A SEASON TO CELEBRATE
During the week of my win at Congressional, the news cycle that had died out a couple of weeks after my dad’s disappearance and death returned. People wanted to know if this golfer who had been through so much less than a year before could carry the weight of emotion and still win. I was playing close to home and in a tournament that works very hard to honor the military. There were so many themes that pointed my direction.
The hardest part of that whole year between my dad’s death and the victory was that many of the memories I have about my father revolve around golf. When I went to the golf course, I was flooded with the memories and the emotion that goes with them in the aftermath of his suicide. A lot of people go to the golf course to get fresh air and recreation. I went to the golf course and was confronted head-on with the memories—of his life and of his death.
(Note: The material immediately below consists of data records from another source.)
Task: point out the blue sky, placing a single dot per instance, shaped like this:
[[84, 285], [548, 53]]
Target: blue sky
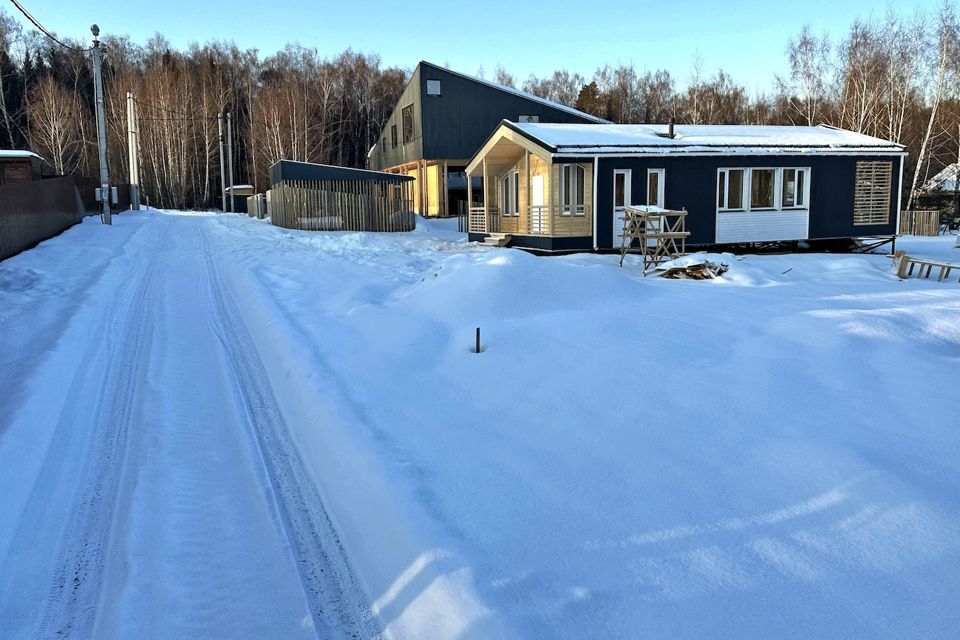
[[746, 39]]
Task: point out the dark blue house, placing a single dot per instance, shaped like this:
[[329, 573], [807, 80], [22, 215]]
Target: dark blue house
[[440, 121], [558, 187]]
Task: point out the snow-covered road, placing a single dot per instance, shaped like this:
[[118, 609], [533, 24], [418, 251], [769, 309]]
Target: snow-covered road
[[211, 427], [169, 500]]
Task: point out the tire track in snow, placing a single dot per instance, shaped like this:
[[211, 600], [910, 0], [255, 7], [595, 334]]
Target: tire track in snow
[[338, 604], [74, 597]]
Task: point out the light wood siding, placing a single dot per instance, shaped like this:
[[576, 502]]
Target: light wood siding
[[762, 226], [570, 225]]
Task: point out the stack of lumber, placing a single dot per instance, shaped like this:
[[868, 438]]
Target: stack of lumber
[[705, 270]]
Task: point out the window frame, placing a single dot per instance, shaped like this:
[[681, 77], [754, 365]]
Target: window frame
[[579, 175], [508, 193], [802, 190], [722, 192], [403, 121], [661, 186], [868, 217], [775, 205]]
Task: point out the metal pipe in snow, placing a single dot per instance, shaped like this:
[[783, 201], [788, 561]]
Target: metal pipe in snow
[[230, 160], [101, 128], [223, 175]]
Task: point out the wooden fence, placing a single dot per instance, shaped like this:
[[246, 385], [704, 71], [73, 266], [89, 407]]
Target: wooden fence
[[31, 212], [340, 205], [920, 223]]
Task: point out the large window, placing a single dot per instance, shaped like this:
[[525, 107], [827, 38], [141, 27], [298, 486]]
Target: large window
[[407, 117], [510, 193], [763, 189], [571, 189], [730, 189], [871, 198]]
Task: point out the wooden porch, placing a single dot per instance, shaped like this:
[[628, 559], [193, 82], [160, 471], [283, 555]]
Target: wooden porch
[[522, 192]]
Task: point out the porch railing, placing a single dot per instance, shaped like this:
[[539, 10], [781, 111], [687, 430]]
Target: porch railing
[[560, 220], [484, 219], [540, 220]]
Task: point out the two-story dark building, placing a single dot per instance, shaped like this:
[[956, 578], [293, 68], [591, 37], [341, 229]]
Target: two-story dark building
[[441, 120]]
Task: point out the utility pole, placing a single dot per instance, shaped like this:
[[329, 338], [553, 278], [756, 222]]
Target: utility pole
[[101, 127], [133, 146], [230, 157], [223, 175]]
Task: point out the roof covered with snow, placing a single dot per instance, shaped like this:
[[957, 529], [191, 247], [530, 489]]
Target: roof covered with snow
[[17, 153], [523, 94], [652, 138], [946, 180]]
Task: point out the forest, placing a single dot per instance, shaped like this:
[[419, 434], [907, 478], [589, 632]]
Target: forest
[[893, 77]]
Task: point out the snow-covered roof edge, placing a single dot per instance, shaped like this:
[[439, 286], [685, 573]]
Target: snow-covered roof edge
[[522, 94], [611, 139], [18, 153], [945, 180]]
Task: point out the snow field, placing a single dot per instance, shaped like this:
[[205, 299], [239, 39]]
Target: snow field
[[770, 454]]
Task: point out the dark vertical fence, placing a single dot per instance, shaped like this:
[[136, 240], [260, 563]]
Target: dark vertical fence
[[340, 205], [31, 212]]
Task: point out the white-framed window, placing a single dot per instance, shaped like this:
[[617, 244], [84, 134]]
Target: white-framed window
[[872, 189], [571, 189], [730, 188], [510, 193], [794, 189], [763, 188]]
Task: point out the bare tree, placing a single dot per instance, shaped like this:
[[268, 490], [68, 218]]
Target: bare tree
[[944, 69], [809, 59], [55, 131]]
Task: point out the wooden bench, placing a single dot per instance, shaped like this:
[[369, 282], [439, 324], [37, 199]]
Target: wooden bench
[[923, 267]]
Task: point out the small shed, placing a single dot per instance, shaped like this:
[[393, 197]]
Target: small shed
[[18, 166], [324, 197]]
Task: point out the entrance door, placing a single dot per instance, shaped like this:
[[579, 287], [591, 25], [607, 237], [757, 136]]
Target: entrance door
[[621, 198]]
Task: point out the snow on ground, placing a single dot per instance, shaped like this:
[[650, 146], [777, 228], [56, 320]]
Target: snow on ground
[[770, 454]]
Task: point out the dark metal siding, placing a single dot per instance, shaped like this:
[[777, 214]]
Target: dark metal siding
[[691, 183], [31, 212], [458, 121], [385, 157]]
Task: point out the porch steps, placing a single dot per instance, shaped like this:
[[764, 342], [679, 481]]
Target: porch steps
[[498, 239]]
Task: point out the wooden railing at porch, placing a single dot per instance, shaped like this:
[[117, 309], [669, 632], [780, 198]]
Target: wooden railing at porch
[[484, 219], [560, 221], [540, 221]]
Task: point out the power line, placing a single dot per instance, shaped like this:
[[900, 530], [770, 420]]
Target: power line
[[45, 31], [182, 114]]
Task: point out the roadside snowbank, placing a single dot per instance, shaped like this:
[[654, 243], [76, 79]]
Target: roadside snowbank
[[770, 454], [628, 456]]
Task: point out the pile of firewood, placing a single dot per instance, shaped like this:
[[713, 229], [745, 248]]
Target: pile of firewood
[[705, 270]]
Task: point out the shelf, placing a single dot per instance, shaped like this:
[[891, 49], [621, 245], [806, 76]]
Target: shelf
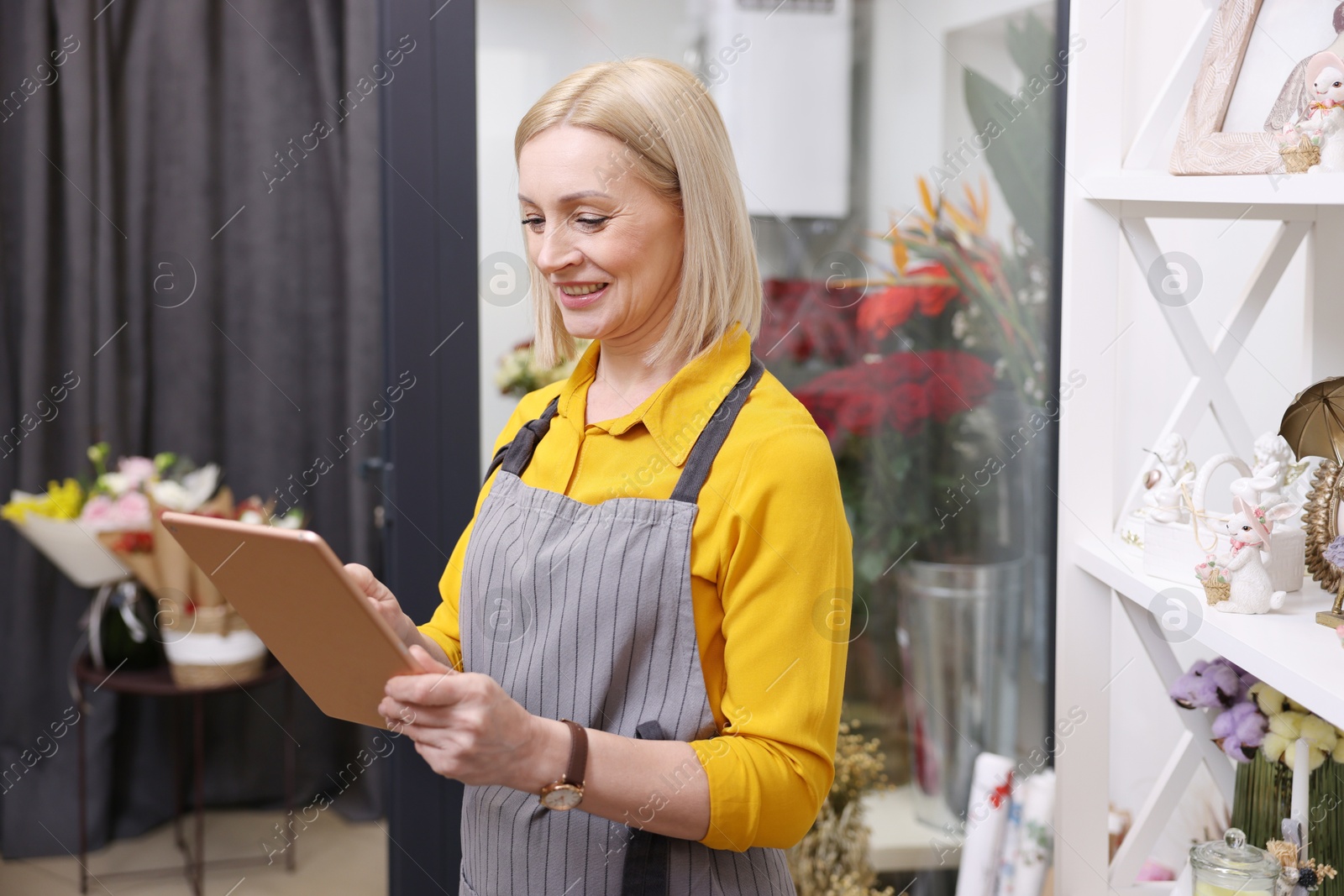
[[1287, 647], [900, 841], [1216, 190]]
That Sunday at Congressional I did not think about my dad. This may sound callous now, but on the other hand I don’t know how I could have held it together if I had my normal thoughts about him. It wasn’t that I was trying not to think about him. In fact, there were a few minutes when I looked over and saw that I had police officers following me as they always do on Tour to provide the leaders some extra security. My dad had done this same duty at a couple of Presidents Cups, so seeing these men reminded me of him. But those thoughts came and went quickly, and I can only think that this peace was a gift from God.
Beyond the peace, though, there was something bigger. I haven’t talked to my family about it exactly like this, but I would have to say that the win gave us all permission to celebrate again.
When you lose someone you love dearly, and especially when that loss is painfully unexpected, it’s hard to know when to stop grieving. You don’t want to say the wrong thing or come off as if you’re taking it all too lightly. Maybe we were being extra careful in that way. But with the win, it just seemed as if it was OK to have joy again. We could celebrate my dad for who he was and not just get stuck on how he died.
For more than 10 years now, I have kept Colossians 3:15 right in front of me. Our brains are pretty powerful and when you think on something over and over, it seeps in there, right? Maybe this is why I have been given so much peace in the times it should be hardest to attain. Maybe, too, it’s the legacy I’d most like to pass on to my own kids.
Heather does not play golf. That’s a good thing as far as I’m concerned, because you could very easily label me a workaholic and everything I do could be golf, golf, golf. But if I’m not playing this weekend, where I really want to be now is with my wife and family, walking the neighborhoods of Annapolis while the kids ride their bikes. We might stop for coffee or an ice cream. We’ll keep it simple. And in the midst of all that simplicity, we’ll be reminded that the God who loves us and governs our lives wants us to live like that, clearing the decks of all that can consume us and making room for time with him.